# Service Guinea Pig?



## Liesje (Mar 4, 2007)

This is not a GSD or dog-related topic but I just wondered what some more knowledgeable folks think of this. This girl was in my class in HS.

Student sues GVSU over guinea pig, awarded $40K | wzzm13.com


----------



## onyx'girl (May 18, 2007)

The guinea pig wasn't certified as a service animal? So I don't see how she can claim it. I would love to take my dog to church, work, anywhere, just because he makes me happy. But that isn't going to fly, because he isn't certified. Just because you can carry a card for medical marijuana, doesn't mean you can use it anywhere, I feel the same goes for an Rx for a companion animal. 
I'm surprised she was awarded that, and more surprised that they even cared about her little fuzzball that wasn't causing anyone problems.


----------



## Liesje (Mar 4, 2007)

What I was told was that she was allowed to have the animal in her dorm but they drew the line at taking it to class and to the food areas. Some of the articles got that wrong.


----------



## TiffC (Jan 10, 2013)

Service animals do NOT require certification in the United States. There is no certification period and most certification sites are just scams to get peoples money. Guinea pigs are not classified as service animals under the ADA. It was revised in 2010 so that the only animals allowed to be service animals are dogs. There is however a clause for miniature guide horses. So no a guinea pig cannot be a service animal because the ADA no longer allows them to be service animals. It was likely an ESA which is why it was allowed in the dorms but not in class or in dining areas. ESAs do not have public access rights so she legally would not be able to take it into public places with her.


----------



## onyx'girl (May 18, 2007)

I guess I should have used the word classification instead of certification. Thanks for clearing that up TiffC! Surprised she was awarded forty grand when there was no wrongdoing on the part of the housings requirements.


----------



## ILGHAUS (Nov 25, 2002)

This pet was not a service animal but an ESA. With the facts given, the college trusties were ill advised to consider giving any funds to the girl.

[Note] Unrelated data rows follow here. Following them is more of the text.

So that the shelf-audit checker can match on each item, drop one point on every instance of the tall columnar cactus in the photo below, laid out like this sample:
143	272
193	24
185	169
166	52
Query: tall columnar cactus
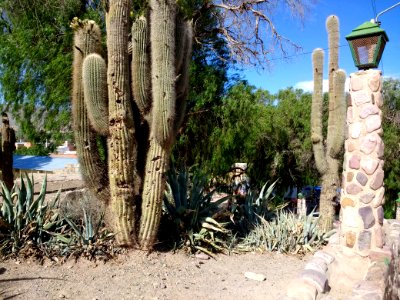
327	151
136	100
7	148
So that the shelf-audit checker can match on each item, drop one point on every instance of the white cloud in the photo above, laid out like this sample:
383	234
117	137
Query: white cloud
308	86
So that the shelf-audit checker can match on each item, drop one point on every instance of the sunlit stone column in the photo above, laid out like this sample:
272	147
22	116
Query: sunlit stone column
362	194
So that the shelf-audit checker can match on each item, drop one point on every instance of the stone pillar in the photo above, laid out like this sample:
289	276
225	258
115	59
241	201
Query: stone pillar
362	193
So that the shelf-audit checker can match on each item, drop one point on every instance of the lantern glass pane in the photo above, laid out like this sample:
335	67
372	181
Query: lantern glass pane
365	48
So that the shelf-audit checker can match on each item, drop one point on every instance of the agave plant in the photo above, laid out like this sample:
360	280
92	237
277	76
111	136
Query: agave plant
287	233
191	208
26	220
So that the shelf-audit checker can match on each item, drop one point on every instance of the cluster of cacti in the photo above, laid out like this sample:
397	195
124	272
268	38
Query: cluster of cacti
7	148
327	151
136	100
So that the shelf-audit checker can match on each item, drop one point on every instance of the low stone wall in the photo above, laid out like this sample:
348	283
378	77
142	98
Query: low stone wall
337	272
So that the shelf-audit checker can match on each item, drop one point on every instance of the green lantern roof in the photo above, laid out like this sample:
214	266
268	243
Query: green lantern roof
367	29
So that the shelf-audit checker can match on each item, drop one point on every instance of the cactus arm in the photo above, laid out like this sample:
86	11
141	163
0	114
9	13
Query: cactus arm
140	64
332	27
122	145
335	138
316	112
86	40
94	75
162	37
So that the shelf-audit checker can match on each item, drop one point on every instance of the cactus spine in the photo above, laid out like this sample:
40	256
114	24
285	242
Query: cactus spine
139	109
327	151
7	148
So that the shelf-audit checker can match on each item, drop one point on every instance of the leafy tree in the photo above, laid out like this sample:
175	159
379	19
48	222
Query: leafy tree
35	63
391	133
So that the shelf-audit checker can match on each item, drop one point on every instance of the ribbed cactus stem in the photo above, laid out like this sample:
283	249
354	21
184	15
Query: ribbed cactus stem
95	91
122	148
140	64
336	140
7	148
153	191
87	40
163	13
316	112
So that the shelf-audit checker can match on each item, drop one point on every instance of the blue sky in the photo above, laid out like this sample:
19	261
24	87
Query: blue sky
297	71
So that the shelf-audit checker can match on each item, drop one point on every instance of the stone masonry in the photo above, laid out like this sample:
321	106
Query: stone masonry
362	194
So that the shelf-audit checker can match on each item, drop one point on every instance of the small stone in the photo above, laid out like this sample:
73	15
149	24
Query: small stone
377	180
301	289
367	198
202	256
367	216
369	165
354	162
255	276
353	189
380	214
378	99
374	81
364	240
362	178
380	198
328	258
373	123
367	110
350	239
355	130
360	97
368	143
356	83
347	202
317	279
350	176
317	264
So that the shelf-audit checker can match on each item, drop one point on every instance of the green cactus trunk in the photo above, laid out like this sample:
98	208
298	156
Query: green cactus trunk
326	152
6	152
143	107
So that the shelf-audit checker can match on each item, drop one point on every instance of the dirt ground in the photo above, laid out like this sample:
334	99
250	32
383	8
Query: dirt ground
137	275
155	276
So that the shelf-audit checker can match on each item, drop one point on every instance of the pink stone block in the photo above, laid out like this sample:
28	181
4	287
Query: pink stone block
378	99
360	97
369	165
368	143
373	122
356	83
355	130
377	180
353	189
367	110
350	115
354	162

As an ESA the guinea pig would be allowed to reside in her dorm at the most which it was. As an ESA the guinea pig would not be allowed into places where food was served or in classrooms which it wasn't. 

If the college followed legal guidelines, the matter would never have gone passed the girl sending a request to the Dept. of Justice for mediation where it would have been denied. Looks like the school admin, trusties, and legal team did not bother to look into the matter and decided it would be easier to just write a check and forget the matter. 

They have now opened themselves to more problems when the next wave of students demand taking their ESA dogs, cats, ferrets, bunnies, birds, snakes, lizzards, rats, etc. etc. into the classrooms and cafeteria.


----------



## Liesje (Mar 4, 2007)

Thanks that was kind of my take on it. They settled to make her go away but opened that door.... I found it interesting because I also work for a college (same city, but mine is much smaller) and we have two SDs that live/work on campus and no one has ever had a problem with them. When I read the comments it's obvious how little the public understands about pets vs. ESAs vs Service animals.... too bad, could have been a good learning experience for the community if they hadn't just paid her off.


----------



## GusGus (Oct 24, 2012)

Sorry if I'm out of line. This seems ridiculous to me. Especially since she was awarded 40K. What was the money awarded for?


----------



## FlyAway (Jul 17, 2012)

GusGus said:


> Sorry if I'm out of line. This seems ridiculous to me. Especially since she was awarded 40K. What was the money awarded for?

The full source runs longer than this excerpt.